C. Agree, but that would spoil one's perfect civilized image of gentle-mannered doctor

D. Disagree, raising voices increase risk of laryngitis, contribute to noise pollution and create a hostile working environment. the preferred method is to write a 100 pages letter to Ministry of Health and Malaysia Medical Council about that person's incompetency, either as a one time thing or in separate occasions.

E. Don't know. (typical Malaysian apathetic answer)

-- Increasingly, our politicians get involved when some VIP’s son or daughter who can’t cope, just wants to float through. Many specialists have been given letters of warning, when all they were doing was enforcing appropriate disciplinary action in respect of housemen who had gone AWOL.

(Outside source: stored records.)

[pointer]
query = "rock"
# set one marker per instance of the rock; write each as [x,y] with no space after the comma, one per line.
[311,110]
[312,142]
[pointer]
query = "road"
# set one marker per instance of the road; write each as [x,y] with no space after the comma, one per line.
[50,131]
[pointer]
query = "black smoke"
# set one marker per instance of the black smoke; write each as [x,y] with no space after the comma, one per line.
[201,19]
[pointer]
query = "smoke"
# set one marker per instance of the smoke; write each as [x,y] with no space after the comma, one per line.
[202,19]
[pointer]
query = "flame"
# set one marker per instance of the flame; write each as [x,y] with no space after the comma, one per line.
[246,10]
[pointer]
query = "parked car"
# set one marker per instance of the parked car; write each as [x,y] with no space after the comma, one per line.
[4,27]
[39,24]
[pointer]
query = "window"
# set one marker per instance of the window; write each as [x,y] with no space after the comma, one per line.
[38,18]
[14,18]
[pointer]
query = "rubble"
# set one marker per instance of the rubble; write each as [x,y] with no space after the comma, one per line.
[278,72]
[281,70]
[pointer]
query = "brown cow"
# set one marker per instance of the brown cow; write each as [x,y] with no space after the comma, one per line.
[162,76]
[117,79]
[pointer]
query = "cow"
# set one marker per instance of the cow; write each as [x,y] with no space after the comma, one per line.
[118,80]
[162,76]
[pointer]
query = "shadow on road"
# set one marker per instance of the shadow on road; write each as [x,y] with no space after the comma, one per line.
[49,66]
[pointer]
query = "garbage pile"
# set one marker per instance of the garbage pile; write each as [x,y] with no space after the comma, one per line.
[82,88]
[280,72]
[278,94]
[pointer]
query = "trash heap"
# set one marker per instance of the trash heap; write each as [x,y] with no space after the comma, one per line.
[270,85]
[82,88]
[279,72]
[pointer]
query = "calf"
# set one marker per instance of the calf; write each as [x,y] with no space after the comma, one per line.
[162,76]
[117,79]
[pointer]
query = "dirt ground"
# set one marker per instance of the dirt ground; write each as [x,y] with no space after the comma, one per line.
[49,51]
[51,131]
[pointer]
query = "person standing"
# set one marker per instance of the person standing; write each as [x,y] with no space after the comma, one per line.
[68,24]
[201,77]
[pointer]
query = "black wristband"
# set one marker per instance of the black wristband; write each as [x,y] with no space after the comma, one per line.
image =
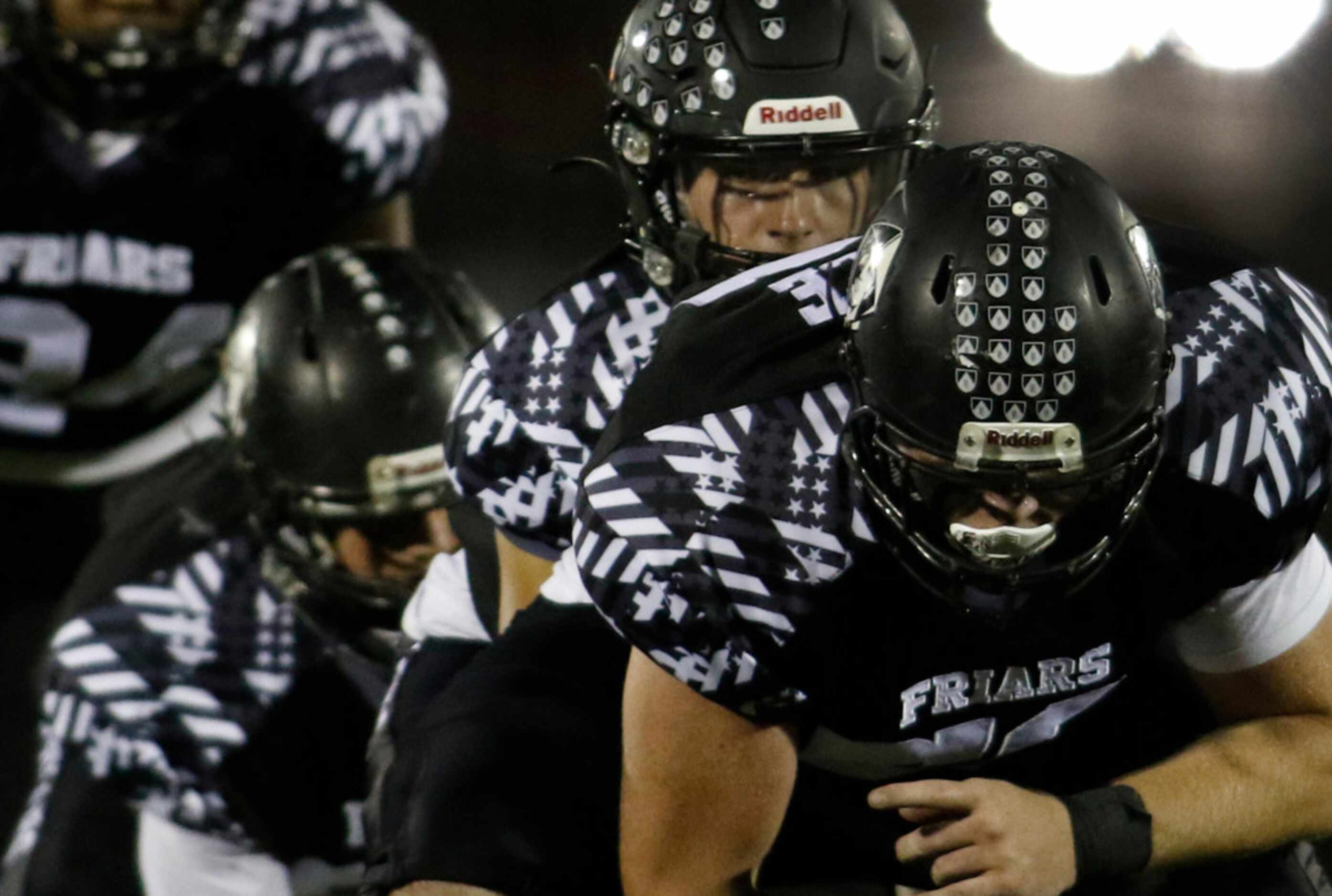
[1112,833]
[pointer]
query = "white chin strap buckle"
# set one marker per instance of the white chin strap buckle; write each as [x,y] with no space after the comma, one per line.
[1004,546]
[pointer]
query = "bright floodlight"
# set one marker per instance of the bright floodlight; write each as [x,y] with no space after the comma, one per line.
[1226,34]
[1080,36]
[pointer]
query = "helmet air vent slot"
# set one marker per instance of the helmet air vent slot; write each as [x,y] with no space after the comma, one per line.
[309,344]
[942,287]
[1102,282]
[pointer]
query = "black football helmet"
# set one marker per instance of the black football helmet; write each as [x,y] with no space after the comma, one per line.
[1007,345]
[127,78]
[337,383]
[757,88]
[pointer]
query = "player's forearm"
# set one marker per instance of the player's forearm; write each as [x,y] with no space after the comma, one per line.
[1245,789]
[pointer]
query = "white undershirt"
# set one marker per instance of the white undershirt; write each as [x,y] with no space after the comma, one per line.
[1262,619]
[175,861]
[443,605]
[565,583]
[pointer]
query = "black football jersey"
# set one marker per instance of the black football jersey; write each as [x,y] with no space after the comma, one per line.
[538,395]
[720,531]
[123,257]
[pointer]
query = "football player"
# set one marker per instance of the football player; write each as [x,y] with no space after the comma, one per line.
[159,159]
[227,686]
[742,132]
[910,580]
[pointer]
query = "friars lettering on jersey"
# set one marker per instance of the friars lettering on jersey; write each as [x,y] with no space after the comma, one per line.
[952,691]
[95,259]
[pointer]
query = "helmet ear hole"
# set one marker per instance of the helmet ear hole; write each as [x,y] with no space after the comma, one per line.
[942,281]
[1101,281]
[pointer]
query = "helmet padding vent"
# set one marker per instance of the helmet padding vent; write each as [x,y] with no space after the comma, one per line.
[942,281]
[1101,281]
[309,344]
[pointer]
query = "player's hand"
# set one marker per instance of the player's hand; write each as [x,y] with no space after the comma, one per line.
[986,838]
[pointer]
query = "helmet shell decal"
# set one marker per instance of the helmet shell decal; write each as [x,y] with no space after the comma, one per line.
[801,115]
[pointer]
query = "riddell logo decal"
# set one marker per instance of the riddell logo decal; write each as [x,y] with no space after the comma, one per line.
[806,115]
[1021,440]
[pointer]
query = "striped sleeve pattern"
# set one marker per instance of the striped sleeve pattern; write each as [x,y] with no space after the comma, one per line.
[704,542]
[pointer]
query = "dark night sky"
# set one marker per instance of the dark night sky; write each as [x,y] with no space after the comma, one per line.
[1243,155]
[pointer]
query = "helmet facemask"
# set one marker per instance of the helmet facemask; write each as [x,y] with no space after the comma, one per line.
[697,207]
[757,92]
[991,534]
[309,534]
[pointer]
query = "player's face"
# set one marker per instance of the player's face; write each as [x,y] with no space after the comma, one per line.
[1048,502]
[782,212]
[91,19]
[396,549]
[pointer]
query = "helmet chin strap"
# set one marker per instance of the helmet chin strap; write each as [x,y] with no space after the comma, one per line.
[1004,546]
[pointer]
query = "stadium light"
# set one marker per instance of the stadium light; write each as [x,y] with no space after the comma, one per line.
[1225,34]
[1078,36]
[1090,36]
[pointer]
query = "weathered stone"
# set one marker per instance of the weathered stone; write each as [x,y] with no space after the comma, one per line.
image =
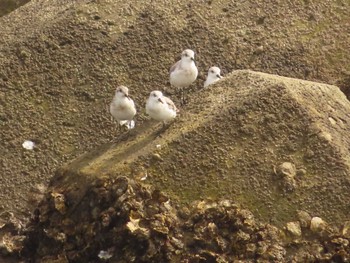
[317,225]
[251,105]
[304,219]
[294,228]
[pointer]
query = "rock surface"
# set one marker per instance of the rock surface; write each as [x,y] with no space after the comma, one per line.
[59,64]
[227,142]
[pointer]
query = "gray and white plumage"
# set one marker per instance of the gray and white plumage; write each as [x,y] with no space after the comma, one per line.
[184,72]
[213,76]
[159,107]
[122,107]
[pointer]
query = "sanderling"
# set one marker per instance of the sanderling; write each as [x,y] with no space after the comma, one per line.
[213,76]
[160,108]
[184,72]
[122,107]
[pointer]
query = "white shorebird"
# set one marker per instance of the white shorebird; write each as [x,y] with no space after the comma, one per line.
[213,76]
[122,107]
[160,108]
[184,72]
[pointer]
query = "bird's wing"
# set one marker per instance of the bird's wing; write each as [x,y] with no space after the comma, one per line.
[173,67]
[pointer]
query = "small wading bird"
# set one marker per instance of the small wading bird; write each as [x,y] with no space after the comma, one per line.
[184,72]
[123,108]
[213,76]
[160,108]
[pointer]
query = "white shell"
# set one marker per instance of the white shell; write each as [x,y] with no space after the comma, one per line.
[29,145]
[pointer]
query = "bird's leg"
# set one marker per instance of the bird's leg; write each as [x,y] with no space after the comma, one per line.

Appropriate response to letters of warning:

A. Ignore the letters.

B. Make paper planes out of them.

C. Send a reply letter and cc to the politicians of the opposition parties

D. write a 100 pages explanation letter to Ministry of Health and Malaysia Medical Council about that person's AWOL, either as a one time thing or in separate occasions.

E. All of the above

-- The number of litigation cases against the Health Ministry due to housemen is at an all-time high.

-- The shift system was opposed by all senior faculty in the ministry, vis a vis all senior specialists, but it was forced on us. Who is going to monitor all these housemen under the shift system – the specialists?

A. The specialists.

B. The medical officers.

C. The administrators.

D. Good GPS trackers gadget and tag all house officers at the nape of their neck with electronic chips.

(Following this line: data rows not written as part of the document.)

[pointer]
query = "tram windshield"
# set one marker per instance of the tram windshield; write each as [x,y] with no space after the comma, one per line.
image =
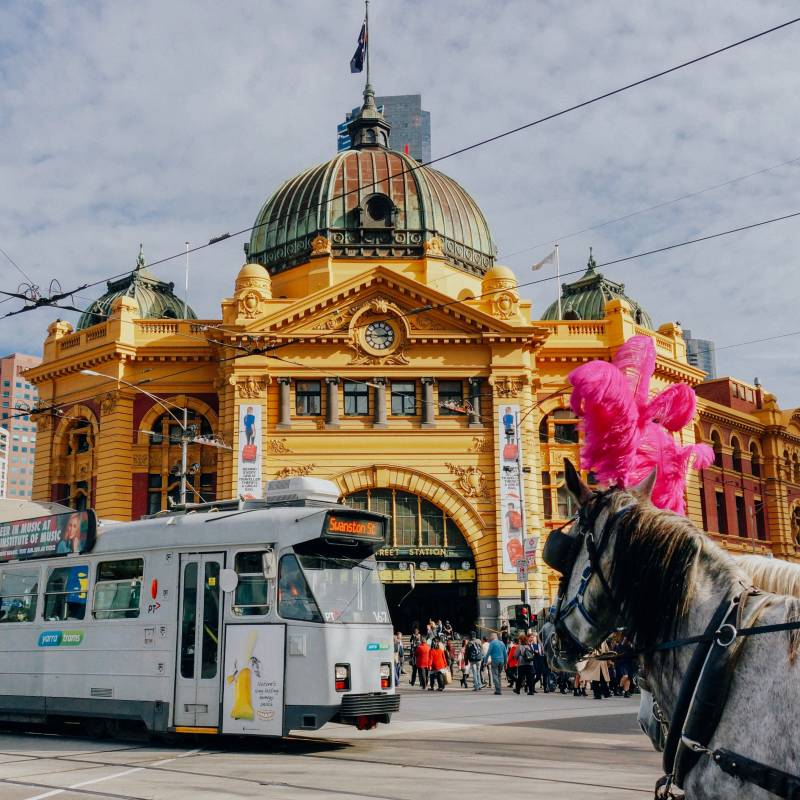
[346,589]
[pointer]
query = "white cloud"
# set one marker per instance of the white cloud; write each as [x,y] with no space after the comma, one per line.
[158,123]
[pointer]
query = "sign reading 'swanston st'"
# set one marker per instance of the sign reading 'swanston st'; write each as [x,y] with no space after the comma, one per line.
[42,537]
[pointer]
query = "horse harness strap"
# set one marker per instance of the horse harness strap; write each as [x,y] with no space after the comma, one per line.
[701,701]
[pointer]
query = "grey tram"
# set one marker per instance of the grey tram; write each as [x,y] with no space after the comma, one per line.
[244,618]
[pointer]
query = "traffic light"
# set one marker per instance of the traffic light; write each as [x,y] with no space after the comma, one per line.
[522,616]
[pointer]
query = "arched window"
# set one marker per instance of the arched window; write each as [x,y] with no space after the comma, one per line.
[78,445]
[755,460]
[716,443]
[737,454]
[163,480]
[415,522]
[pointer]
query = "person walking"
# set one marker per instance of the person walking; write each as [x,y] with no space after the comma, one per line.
[498,656]
[438,665]
[422,658]
[415,640]
[475,658]
[524,666]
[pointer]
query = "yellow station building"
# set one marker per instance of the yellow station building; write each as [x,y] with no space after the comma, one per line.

-- When these housemen become medical officers and specialists, are they also going to go on shift?

A. Definitely.

B. Surely.

C. Of course.

D. Is this really a question? Sounds more like common sense.

-- We have better things to do than mollycoddle a tsunami of sub-standard doctors. If we are not careful, there will be a great exodus of specialists from the public health system in the next few years.

All you see in government hospital nowadays are the poor and the illegals – everyone else has an insurance card! So to the powers that be, wake up and smell the coffee.

S.A.
via email

** For serious reading of extended articles on the matter, kindly read: Can you smell the impending disaster?.

6 comments:

doggy_houser said...

my suggestions:
1.all candidates for housemanship for this new era should be sent to military training for at least 6/12. then only they know what is long working hours really are.and indirectly screen out for those who are not fit enough to work for longhours

2.all candidates for housemanship should sit an exam that comprises: MRCP syllabus+USMLE in order to select only those who have good and reasonable knowledge

3.put some good CCTVs at ideal location to monitor houseman progress.My boss at my hospital installed CCTVs at several spot and many times he did catch H.Os who just sit around and do nothing or do something but counterproductive(one H.O that get caught was when he sit and playing with his iPhone for >1/2 hour;with still many more patients waiting to get tx)

pilocarpine said...

walao... your boss ROCKS!!

doggy_houser said...

o yeah, my boss never once not extend all those stealing-rakyat's money-counterproductive H.Os that are loitering around.feel sorry for these gen-Y H.O's, never want to learn from their friends mistake.
and u know what,my boss also link that CCTVs to his home.once a while he called at wee hours and ask,"hey, is that a new case at bed 5, wat case is that?"

pilocarpine said...

walao.. i really aspire to be your boss.. damn cekap and dedicated.. to a point, i really its unbelievable.. which hospy or dept is that?

vagus said...

This is hilarious!
Good post

pilocarpine said...

when we look at tragedy at its eyes, we have only 2 choices - to cry in despair or to laugh in sarcasm. no prizes for guessing my choice.